Values

Why Children Should Learn About Giving

We talk a lot about teaching kids to save and spend wisely. But there's a third piece of the money conversation that can shape a child's character in ways that outlast any savings account: learning to give.

Generosity isn't something children are born knowing how to do. Like saving or making choices at the store, it's a skill — one that grows with practice, with modeling, and with conversations that happen early and often.

Giving Teaches Children They Are Enough

One of the quietest gifts of teaching children to give is this: it shows them they have something worth sharing. Even a child with very little learns that their dollar, their time, their kindness — it matters to someone else.

This is the opposite of scarcity thinking. Children who grow up giving tend to move through the world with more confidence, more compassion, and a deeper sense of connection to the people around them.

It Makes Money About More Than "Me"

When money is only about what a child can buy for themselves, it becomes a source of wanting — there's always something more to have. When giving is part of the picture from the beginning, money becomes a tool for doing good, not just for getting things.

This shift in how children see money is one of the most valuable things a parent or grandparent can pass on. It doesn't require wealth. It requires intention.
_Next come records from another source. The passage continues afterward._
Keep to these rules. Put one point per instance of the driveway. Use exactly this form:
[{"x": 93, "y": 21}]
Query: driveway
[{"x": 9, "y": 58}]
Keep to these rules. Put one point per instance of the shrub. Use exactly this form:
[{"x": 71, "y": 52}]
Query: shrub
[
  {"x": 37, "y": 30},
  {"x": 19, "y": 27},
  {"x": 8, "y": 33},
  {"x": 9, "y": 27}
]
💡 Start small and let them choose. A child who gets to decide who receives their giving — an animal shelter, a food pantry, a sick classmate — feels ownership over that generosity. That ownership is what makes it stick.
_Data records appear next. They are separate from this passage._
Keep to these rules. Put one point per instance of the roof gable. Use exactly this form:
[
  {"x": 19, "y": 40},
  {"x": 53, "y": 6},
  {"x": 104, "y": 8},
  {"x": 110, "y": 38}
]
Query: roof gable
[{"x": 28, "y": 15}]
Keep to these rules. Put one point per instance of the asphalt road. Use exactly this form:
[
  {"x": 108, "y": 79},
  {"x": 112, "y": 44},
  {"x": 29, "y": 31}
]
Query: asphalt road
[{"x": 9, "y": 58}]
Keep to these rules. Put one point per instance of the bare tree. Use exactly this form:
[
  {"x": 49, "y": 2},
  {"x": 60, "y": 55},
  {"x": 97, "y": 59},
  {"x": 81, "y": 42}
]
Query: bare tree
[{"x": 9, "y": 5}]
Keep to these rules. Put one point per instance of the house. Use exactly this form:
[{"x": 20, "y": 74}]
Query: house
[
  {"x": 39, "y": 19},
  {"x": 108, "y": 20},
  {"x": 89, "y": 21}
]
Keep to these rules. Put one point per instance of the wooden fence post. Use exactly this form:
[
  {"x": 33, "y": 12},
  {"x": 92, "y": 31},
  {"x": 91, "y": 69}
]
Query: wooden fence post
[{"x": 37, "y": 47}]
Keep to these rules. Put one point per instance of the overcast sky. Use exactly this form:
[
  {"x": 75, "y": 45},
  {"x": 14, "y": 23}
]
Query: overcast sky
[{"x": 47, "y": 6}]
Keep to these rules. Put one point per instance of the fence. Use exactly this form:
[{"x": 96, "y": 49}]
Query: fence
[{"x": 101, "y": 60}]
Age-by-Age Ideas for Teaching Giving

Ages 3–5

Ages 6–8

Ages 9–12

Giving Doesn't Have to Be Money

This is important for young children especially: giving doesn't always mean dollars. Time is a gift. Kindness is a gift. A drawing made for a lonely neighbor, an hour spent helping clean up after a family event, a card written to someone who is sick — these are all forms of generosity.

Teaching children to notice where they can give — not just with money but with themselves — grows a quality of heart that money can't buy.

🩷 Penny's reminder: The children who grow up in homes where giving is normal and celebrated don't just become generous adults. They become adults who feel good about the world — and their place in it. That is one of the best gifts you can give.

Making It a Family Practice

The simplest way to teach giving is to let children see you doing it. When you donate, say so. When you help a neighbor, invite your child to come along. When you make a family giving decision, include them in the conversation.

Children are always watching. When they see that giving is something the people they love do naturally — not because they have to, but because it feels right — they absorb that as part of who their family is. And eventually, part of who they are.